Every trap, even when sprung without a victim, did something. It announced. An alert system, maybe—a passive skill that warned nearby orcs the moment a snare triggered.
Which meant this wasn't just a hunt. It was surveillance. Not wilderness. A battlefield.
They climbed into the upper canopy, concealed by thick leaves, and peered down toward the river.
Allison's eyes narrowed. "Shit…"
The riverbank below swarmed. Dozens of orcs stood like sentries, unmoving, spears angled toward the water, gazes sweeping the trees. Reinforcements marched in from the flanks—an unbroken line that stretched beyond sight.
"They're cutting off escape routes," she said under her breath.
Luke didn't answer. Ahead, cliffs dropped sharply—but even if they could reach them, the crossing was impossible now. The orcs weren't patrolling anymore. They were closing in. Tightening the net.
Allison exhaled, low and steady. "We'll have to go deeper."

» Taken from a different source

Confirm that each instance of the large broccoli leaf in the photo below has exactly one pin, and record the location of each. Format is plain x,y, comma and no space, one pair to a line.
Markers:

Luke's eyes shifted south. Beyond the forest and fog, the land rose into jagged mountains—black ridges shaped like broken fangs against the sky. The Orc Lord's territory.
He felt it. Deep in his core. Even skimming the edge would be suicide.
But behind them, the forest was sealed. The river—cut off.
And ahead? Villages. Fires. Patrol camps. The entire region pulsing like a single, living organism.
Luke clenched his fist. One arm. One wounded ally. A growing army behind them.
No way forward.
No way back.
Only the dark.
***
Midnight.
The bell had long since tolled, but its echo still whispered through the trees. Luke and Allison waited—motionless, hidden in the canopy's shadows. Below, a patrol. Ten orcs, maybe more. They had made camp, posted guards, and settled in with fresh meat and weapons. They weren't moving.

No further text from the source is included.